The issue is finding ways to use all that hardware capacity productively. A spinoff of the mix-and-match-in-a-stack approach to chip production will likely be changes to the way software is put together. “The primary contract between hardware and software that we are used to is being overwhelmed,” Koduri argued.
In the past, software developers were happy to take the improvements in cycle time and core count to drive the amount of work computers could do. The problem now is that computer architectures are splintering. General-purpose processors are giving way to accelerators with specific functions, many of them intended for matrix-heavy code for physics and AI. Over time, architects expect many other parts of the software base to be accelerated, from accessing files to crunching through network packets. But compiler writers find it hard to keep up with the growing use of heterogeneous architectures.
“There are enormous performance gains to be had from heterogeneity,” Koduri said. “We continue to add more heterogeneity for math in the CPU and in doing so we have learned a lot about programming abstractions. But we estimate it takes three to five years to gain broad adoption of new heterogeneous extensions.”
Some of the ground is being made up through the use of libraries of function calls of pre-packaged operations but this is not enough, Koduri said. “We need productivity at all levels and in all languages and there need to be abstractions at multiple layers.”

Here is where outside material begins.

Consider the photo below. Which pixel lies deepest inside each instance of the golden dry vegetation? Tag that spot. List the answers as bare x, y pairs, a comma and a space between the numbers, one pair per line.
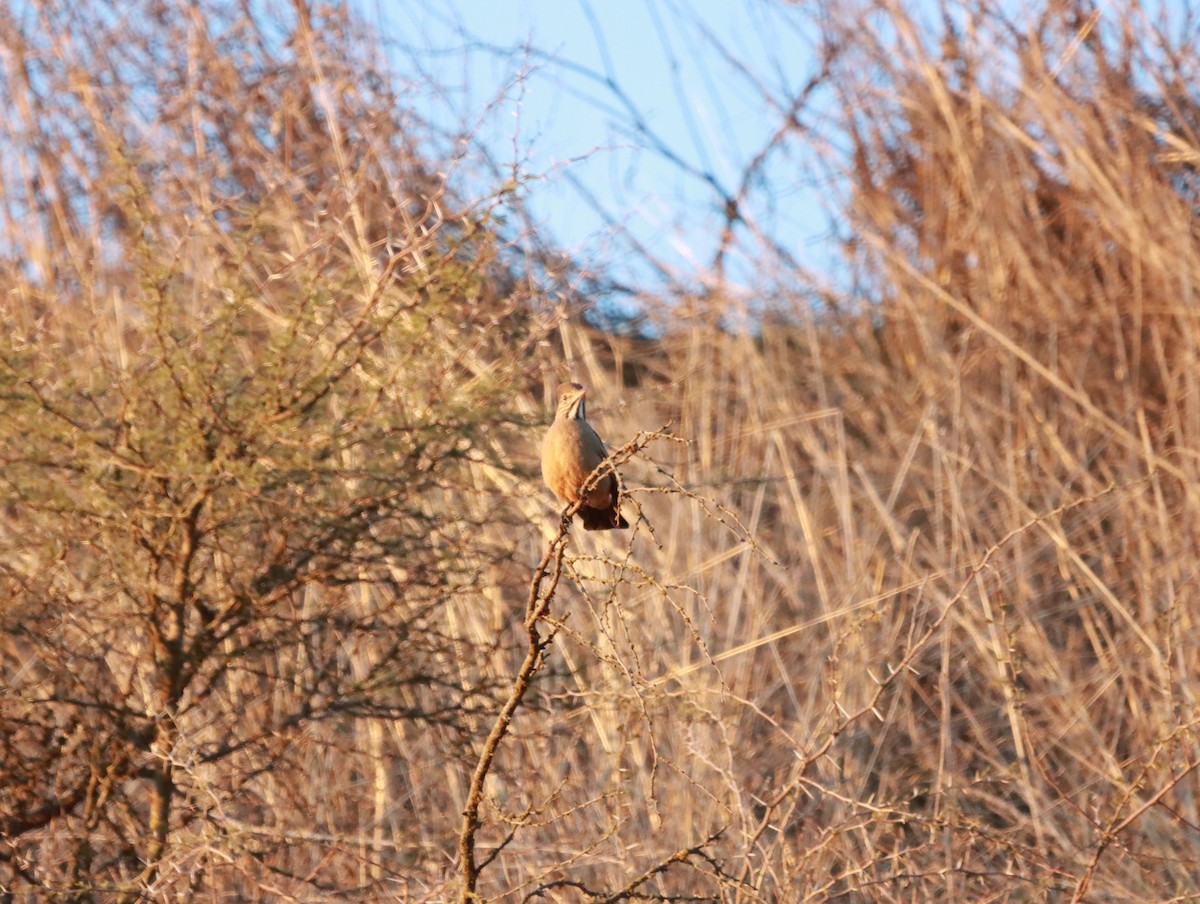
910, 610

Intel’s own response is what it calls “OneAPI”, which despite its name packages many programming interfaces into an agglomeration that supports the various architectures Intel has, including programmable-logic devices and PC processors. The reason for this is that despite developers’ best efforts to abstract away details, this rarely works in practice. Optimising code for speed or memory size invariably involves reaching down into lower layers to make changes. Koduri said the neat layers of abstraction shown in architectural diagrams are more like Swiss cheese.

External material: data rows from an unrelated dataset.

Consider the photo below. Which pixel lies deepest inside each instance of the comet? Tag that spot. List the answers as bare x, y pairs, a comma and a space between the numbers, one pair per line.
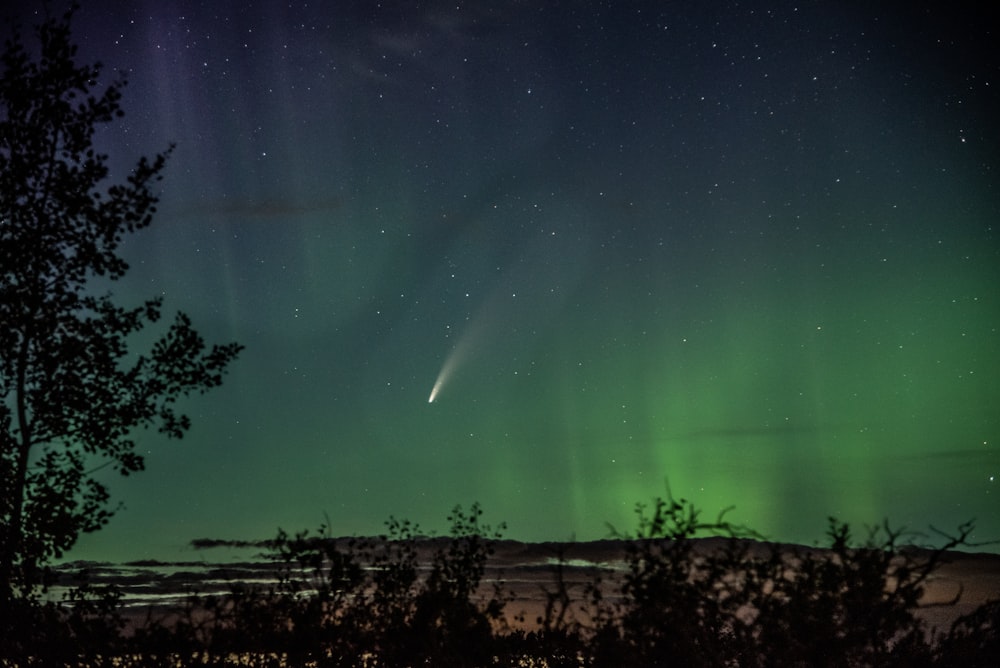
455, 358
447, 369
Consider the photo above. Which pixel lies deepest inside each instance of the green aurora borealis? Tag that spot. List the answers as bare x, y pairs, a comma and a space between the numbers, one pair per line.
749, 249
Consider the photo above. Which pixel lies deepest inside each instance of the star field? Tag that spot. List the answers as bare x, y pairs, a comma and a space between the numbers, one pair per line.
748, 248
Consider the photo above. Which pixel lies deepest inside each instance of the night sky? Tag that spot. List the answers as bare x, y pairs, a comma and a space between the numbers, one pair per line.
750, 248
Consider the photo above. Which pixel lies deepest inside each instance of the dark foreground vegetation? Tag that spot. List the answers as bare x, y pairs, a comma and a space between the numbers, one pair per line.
377, 602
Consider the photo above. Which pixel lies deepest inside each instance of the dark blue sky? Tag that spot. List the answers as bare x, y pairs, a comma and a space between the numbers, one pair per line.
749, 247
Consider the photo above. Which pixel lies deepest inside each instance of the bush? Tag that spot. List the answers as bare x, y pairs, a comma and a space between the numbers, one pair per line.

It’s not even clear whether programmers will continue to notice differences in instruction sets by the time this process has finished, Koduri added: “It’s the trillion-dollar question ahead of us. I’m not proposing that we have an answer today but we will share it when we find one through OneAPI. We all need to work on it.”
The need to accelerate low-level functions that are today managed by operating systems together with arithmetic-heavy applications code means that the hardware design teams will absorb more and more software engineers. “Today we have a ton of CPU cycles consumed by the bottom layer of the stack. There are definite opportunities to offload functions [from software into hardware] in this part of the stack. Replumbing this infrastructure is not going to be easy but we do see a huge amount of opportunity,” said Koduri, and doing it will mean recruiting software engineers to advise on the types of hardware optimisation developers and their compilers can use.
Intel has, after all, been here before and it did not go that well. Derived from R&D that went into the Multics operating system – itself displaced by the Unix software that was a poke at the complexity of the original – the x86 processor had instructions that were meant to take over task management from the software. But programmers never used them. They got faster code by running those operations using streams of much simpler instructions. The industry cannot afford to do that again. Or a lot of transistors dedicated to specific functions will be left behind.